Say I have a PDF file that contains one or more embedded fonts. Here's my understanding of how a single character of text is rendered:
- First, determine which font the character uses.
- Use the font's "cmap," embedded in the PDF, to determine the font's glyph name for the given character. For example, the character '&' in PDF text might map to a glyph that the font internally calls 'ampersand'.
- Use the font's "glyf" table to determine the bounding box / drawing instructions for the glyph name.
Here's my question: is a PDF cmap generally consistent? Put another way, if I encounter the character "&" in a PDF, can I be assured that the cmap will always map "&" to the ampersand glyph?

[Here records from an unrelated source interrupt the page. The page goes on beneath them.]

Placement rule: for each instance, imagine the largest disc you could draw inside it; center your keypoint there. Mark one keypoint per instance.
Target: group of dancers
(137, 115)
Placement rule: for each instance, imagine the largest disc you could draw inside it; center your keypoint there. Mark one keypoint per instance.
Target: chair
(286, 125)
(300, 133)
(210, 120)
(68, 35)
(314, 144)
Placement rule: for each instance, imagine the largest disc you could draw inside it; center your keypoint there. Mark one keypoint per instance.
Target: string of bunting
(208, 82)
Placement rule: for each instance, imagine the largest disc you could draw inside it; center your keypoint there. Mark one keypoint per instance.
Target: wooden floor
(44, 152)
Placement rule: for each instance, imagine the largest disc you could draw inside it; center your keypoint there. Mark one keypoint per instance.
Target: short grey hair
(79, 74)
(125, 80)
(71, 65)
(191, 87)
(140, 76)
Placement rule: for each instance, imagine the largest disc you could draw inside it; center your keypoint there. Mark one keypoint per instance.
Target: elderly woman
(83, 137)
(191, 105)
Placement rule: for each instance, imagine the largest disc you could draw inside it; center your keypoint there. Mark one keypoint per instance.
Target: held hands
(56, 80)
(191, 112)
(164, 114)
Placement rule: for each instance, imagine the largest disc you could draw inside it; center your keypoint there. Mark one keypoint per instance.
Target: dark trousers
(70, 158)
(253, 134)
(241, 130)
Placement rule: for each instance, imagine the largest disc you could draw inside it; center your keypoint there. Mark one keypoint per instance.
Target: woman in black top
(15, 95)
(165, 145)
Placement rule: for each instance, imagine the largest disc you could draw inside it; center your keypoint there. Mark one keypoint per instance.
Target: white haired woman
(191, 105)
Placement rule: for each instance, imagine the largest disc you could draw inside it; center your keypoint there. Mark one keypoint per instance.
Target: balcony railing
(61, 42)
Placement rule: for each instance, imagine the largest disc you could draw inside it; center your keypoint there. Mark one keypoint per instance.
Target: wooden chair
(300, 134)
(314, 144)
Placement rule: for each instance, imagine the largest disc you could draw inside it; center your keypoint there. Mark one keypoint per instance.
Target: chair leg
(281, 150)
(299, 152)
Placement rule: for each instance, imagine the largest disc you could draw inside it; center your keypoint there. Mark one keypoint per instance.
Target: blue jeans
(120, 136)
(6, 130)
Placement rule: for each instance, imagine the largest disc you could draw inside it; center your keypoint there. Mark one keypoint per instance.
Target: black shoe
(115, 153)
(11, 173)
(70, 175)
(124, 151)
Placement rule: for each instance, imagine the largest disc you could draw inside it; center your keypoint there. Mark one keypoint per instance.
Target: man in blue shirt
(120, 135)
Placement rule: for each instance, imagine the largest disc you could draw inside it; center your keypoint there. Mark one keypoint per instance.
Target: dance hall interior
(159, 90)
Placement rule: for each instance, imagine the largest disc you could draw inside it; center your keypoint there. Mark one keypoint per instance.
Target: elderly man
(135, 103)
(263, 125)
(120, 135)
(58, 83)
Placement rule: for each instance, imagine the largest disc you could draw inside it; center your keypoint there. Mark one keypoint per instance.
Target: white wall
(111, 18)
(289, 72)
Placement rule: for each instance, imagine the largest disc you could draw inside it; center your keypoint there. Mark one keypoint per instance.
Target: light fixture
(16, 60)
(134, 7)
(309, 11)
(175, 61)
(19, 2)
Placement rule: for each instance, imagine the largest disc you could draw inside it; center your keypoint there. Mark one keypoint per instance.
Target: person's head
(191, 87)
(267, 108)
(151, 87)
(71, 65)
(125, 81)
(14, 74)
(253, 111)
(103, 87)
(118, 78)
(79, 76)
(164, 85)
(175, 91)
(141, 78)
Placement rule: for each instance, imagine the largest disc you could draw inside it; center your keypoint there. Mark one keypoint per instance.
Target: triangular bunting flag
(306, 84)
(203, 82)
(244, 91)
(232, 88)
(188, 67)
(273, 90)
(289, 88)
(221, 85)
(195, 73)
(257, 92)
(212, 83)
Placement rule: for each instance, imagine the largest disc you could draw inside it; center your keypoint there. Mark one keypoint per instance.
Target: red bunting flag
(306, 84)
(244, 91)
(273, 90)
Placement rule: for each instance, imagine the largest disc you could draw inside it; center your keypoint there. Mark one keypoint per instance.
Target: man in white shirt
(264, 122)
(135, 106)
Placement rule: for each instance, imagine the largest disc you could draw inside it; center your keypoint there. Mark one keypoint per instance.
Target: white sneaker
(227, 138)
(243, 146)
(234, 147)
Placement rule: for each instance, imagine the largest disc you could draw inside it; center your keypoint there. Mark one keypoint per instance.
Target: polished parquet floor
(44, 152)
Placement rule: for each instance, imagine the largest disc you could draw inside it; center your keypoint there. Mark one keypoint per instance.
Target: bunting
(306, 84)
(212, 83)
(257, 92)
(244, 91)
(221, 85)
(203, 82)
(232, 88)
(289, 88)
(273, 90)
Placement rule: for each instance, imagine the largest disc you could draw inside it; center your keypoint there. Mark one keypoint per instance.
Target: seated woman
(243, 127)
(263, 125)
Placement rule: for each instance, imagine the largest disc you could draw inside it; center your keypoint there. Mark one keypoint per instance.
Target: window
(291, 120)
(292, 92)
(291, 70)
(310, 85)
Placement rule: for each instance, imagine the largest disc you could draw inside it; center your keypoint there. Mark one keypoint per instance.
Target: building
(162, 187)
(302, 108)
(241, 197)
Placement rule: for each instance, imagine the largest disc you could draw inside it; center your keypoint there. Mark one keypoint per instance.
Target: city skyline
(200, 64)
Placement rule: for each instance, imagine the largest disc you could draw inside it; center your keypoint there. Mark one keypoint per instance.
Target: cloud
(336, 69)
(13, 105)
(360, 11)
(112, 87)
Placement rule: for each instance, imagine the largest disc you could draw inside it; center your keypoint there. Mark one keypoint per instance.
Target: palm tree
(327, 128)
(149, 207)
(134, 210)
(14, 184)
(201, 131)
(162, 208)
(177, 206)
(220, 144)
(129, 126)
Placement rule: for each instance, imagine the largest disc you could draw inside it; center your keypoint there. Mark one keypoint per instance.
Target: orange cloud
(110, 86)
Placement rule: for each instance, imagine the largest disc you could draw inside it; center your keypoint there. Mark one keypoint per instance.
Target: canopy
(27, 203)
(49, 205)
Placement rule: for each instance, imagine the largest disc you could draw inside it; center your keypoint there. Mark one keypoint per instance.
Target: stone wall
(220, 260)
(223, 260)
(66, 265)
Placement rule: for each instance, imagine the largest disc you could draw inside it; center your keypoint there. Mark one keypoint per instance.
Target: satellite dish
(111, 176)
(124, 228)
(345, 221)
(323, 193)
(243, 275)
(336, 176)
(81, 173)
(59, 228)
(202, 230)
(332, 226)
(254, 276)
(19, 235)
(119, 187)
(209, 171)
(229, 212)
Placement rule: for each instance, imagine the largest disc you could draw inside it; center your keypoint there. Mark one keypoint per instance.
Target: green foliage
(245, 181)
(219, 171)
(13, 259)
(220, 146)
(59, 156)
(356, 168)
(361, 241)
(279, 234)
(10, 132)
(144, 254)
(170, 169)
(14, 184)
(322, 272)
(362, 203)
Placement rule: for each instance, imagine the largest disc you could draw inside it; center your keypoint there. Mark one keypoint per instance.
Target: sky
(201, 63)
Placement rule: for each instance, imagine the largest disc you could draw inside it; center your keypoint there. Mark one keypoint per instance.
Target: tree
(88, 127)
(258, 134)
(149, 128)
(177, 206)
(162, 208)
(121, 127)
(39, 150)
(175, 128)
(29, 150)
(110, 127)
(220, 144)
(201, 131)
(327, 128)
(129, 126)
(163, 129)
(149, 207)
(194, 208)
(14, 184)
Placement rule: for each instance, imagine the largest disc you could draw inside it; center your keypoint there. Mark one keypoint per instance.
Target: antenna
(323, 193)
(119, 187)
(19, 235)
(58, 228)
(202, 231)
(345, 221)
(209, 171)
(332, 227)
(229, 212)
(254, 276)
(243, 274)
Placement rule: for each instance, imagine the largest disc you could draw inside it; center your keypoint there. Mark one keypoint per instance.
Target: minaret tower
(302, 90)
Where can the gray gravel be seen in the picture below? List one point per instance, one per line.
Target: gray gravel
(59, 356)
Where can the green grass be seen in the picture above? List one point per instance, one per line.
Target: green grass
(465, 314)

Or does some PDF-generation software create its own arbitrary mapping between character codes and glyph names (which would be rather evil and possibly break in-PDF searching and text selection)?
Of course I realize it's possible for the cmap to use an unintuitive mapping -- I guess I'm asking, does this actually happen in the Real World?
My specific use-case is in the world of music fonts. I'm analyzing characters in a PDF to determine which music glyph each one represents (e.g., treble clef, notehead, etc.). I want to know how confident I can be that the combination of font name and character code will always result in the same glyph. For example, if I know the font name is "Opus" and the glyph is "#", can I assume that will always be mapped to the treble clef glyph? Or do I have to analyze the glyph's metrics to make sure it's actually a treble clef?